記憶就像是握在手中的水,不管你握緊還是攤開都會慢慢的消失。

當她再次走上門前的這條路,所有關於三年前的,三年後的記憶,都在慢慢的消失。他來過,我愛過,就已經足夠。

男人,因為我愛你,所以一切不該原諒的都原諒了,我希望以後的日子是躺在向日葵上,即使偶有沮喪,也是朝著陽光,與你迎接幸福的到來。

你說,那一天遠嗎?

她靜靜走著,仰頭遙望天邊的閃亮星子,櫻唇吐出天寒地凍的寒氣。

還很遠呢。不過有你在身邊,每一天都會很幸福。

她走去了自己家的小樓,推開院門,發現這幢自己住了幾十年的小樓依然保持了它原先的模樣,沒有破舊,仿佛蘇家的人還在;院子裏沒有雜草,因為有物業在打理,不需蕭梓親自用手來拔;

隻是,樓裏的燈為什麽會亮著呢?難道是爸爸回來了?

她為自己這突如其來的想法感到驚喜,眼角飛揚起來,快步朝台階上跑,跑得淚水流出眼角,心裏卻很欣喜,如果不是家人,又會有誰來這裏呢?

但是當她跑到門口,卻發現門裏站著的不是父親,而是一身黑衣的寒紫媽媽。

寒紫媽媽在給爸爸上香,凝立在遺照前,安靜看著。

“老蘇,想不到這裏一點都沒有變,你一個人住在這裏孤單嗎?”中年女人扭頭打量了這屋裏一眼,往前走兩步,輕輕一笑,冷冷的,盯著蘇市長的黑白遺照,“哦不對,你不是孤單,而是終於與你的愛人團聚了,在地底下過得幸福吧。嗬嗬。”

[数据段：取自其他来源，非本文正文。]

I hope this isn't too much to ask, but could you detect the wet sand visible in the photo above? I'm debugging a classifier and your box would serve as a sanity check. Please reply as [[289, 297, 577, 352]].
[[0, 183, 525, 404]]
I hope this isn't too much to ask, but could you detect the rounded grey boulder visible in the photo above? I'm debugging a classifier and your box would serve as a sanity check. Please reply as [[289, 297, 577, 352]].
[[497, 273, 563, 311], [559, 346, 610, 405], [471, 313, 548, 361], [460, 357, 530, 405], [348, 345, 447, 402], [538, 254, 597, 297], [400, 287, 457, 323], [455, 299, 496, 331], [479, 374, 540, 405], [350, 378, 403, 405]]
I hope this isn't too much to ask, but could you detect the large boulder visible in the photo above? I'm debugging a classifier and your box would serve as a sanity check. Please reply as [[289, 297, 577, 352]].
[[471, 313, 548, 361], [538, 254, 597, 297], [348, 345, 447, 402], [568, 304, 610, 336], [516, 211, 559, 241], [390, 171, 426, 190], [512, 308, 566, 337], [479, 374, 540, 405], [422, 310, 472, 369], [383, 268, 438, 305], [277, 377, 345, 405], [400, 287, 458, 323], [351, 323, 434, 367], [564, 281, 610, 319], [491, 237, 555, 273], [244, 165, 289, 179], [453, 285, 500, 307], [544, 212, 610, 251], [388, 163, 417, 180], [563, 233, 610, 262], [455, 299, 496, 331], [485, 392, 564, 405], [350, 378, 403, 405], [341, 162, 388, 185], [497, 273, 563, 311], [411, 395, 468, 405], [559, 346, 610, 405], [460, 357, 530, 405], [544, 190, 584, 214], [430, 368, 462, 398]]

她發出一道陰冷的譏笑,喉音尖銳,潔白的麵龐突然有一些猙獰,狠狠盯著蘇市長的眼睛,“可你有沒有想過,你的女兒怎麽辦?你們在地府團聚了,她就留在人世間受苦,心疼嗎?你心疼嗎!”

她接連問了兩聲‘心疼嗎’,突然一把把桌上的蠟燭祭品揮落了,發出一連串的巨響,情緒陡然變得異常激動:“我知道你蘇錦豐不心疼,不然當年你不會一心撲在你的工作上,對我們母女不管不問!如果當年你對我好一點,我也不會這麽教育孩子,把對你們的恨發泄在她身上,你的寶貝女兒是被你自己害去坐牢的,她活該,你更活該!”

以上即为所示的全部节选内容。